Cpython Jit Performance Uplift In Python 3 15 Alpha
Sources: 1 • Confidence: Medium • Updated: 2026-04-12 10:16
Key takeaways
- In Python 3.15 alpha on macOS AArch64, the JIT is about 11–12% faster than the tail-calling interpreter.
- The CPython JIT has already met its stated (modest) performance goals over a year early on macOS AArch64 and a few months early on x86_64 Linux.
- In Python 3.15 alpha on x86_64 Linux, the JIT is about 5–6% faster than the standard interpreter.
- Python 3.15’s JIT is back on track.
Sections
Cpython Jit Performance Uplift In Python 3 15 Alpha
- In Python 3.15 alpha on macOS AArch64, the JIT is about 11–12% faster than the tail-calling interpreter.
- In Python 3.15 alpha on x86_64 Linux, the JIT is about 5–6% faster than the standard interpreter.
Cpython Jit Schedule And Project Health Signal
- The CPython JIT has already met its stated (modest) performance goals over a year early on macOS AArch64 and a few months early on x86_64 Linux.
- Python 3.15’s JIT is back on track.
Unknowns
- What benchmark suite(s), configurations, and measurement methodology produced the reported ~11–12% (macOS AArch64) and ~5–6% (x86_64 Linux) speedups in Python 3.15 alpha?
- What specifically are the CPython JIT’s stated performance goals, and what criteria determine that they have been met on each platform?

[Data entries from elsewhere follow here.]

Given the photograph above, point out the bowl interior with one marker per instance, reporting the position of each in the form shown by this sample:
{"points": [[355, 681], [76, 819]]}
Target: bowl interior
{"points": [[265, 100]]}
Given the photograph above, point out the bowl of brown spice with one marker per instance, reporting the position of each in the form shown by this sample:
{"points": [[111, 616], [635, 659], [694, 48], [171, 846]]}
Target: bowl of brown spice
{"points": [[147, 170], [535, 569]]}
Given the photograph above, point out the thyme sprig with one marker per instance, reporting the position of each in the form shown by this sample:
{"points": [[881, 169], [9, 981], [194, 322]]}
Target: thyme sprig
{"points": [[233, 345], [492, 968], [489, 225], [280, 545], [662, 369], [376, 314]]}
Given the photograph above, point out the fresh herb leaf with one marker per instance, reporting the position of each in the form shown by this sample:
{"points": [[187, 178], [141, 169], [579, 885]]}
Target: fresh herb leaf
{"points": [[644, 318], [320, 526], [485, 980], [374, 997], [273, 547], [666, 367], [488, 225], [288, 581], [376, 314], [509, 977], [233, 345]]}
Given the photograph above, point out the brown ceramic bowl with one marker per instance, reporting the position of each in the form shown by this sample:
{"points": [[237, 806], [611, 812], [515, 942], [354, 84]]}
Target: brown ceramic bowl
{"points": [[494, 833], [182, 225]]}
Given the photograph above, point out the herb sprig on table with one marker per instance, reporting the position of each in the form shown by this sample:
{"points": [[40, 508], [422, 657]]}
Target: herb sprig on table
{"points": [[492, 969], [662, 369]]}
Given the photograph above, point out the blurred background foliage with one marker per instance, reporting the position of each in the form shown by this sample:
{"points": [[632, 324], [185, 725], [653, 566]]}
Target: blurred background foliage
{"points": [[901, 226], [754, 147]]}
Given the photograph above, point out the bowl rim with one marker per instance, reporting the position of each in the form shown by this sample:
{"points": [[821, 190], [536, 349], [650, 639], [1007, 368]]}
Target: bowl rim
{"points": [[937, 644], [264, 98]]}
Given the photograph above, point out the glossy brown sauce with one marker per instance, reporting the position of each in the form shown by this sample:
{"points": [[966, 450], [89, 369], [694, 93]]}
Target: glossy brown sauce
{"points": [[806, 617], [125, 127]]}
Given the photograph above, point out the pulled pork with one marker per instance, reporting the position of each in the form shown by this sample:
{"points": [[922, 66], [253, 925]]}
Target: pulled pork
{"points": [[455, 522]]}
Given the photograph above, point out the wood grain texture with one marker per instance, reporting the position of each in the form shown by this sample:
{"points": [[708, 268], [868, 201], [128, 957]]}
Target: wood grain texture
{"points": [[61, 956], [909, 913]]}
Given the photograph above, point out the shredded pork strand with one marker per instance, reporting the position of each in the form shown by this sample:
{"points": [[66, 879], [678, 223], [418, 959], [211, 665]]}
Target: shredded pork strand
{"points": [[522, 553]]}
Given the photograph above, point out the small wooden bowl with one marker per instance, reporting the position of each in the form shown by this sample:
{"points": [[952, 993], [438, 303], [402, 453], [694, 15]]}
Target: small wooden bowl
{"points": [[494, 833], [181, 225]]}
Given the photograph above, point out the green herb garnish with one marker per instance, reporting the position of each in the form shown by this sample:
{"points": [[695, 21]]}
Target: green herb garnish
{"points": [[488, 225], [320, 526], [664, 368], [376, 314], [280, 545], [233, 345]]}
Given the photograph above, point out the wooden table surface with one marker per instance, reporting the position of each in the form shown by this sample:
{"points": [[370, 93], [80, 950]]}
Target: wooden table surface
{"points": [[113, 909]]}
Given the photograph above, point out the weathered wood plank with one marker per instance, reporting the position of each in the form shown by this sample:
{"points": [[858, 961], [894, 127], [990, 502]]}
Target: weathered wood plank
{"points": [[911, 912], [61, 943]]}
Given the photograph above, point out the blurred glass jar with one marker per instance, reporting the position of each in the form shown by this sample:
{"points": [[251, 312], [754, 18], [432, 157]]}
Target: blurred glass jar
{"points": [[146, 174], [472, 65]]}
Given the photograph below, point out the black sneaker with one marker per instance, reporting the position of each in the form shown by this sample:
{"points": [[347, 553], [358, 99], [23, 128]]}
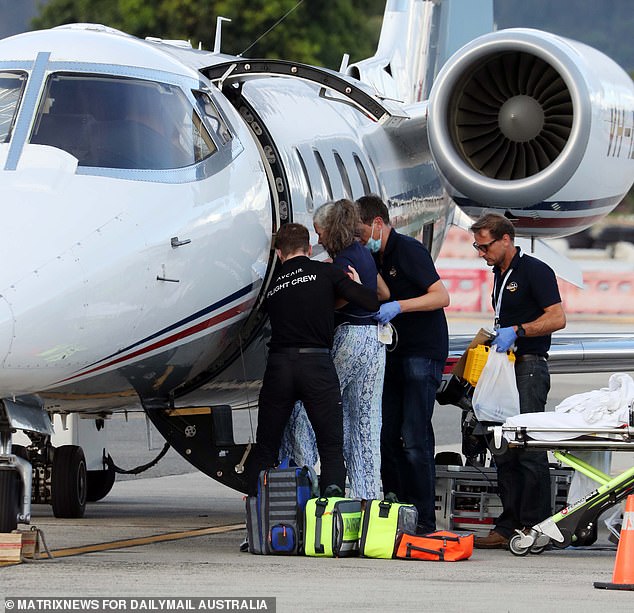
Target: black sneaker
{"points": [[244, 546]]}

- What does “back on track” refer to for the Python 3.15 JIT (missed milestones, regressions, staffing changes, scope changes), and what evidence supports the status change?
- Do the reported JIT performance gains persist across subsequent Python 3.15 pre-releases (alpha to beta/RC) and across a broader set of workloads?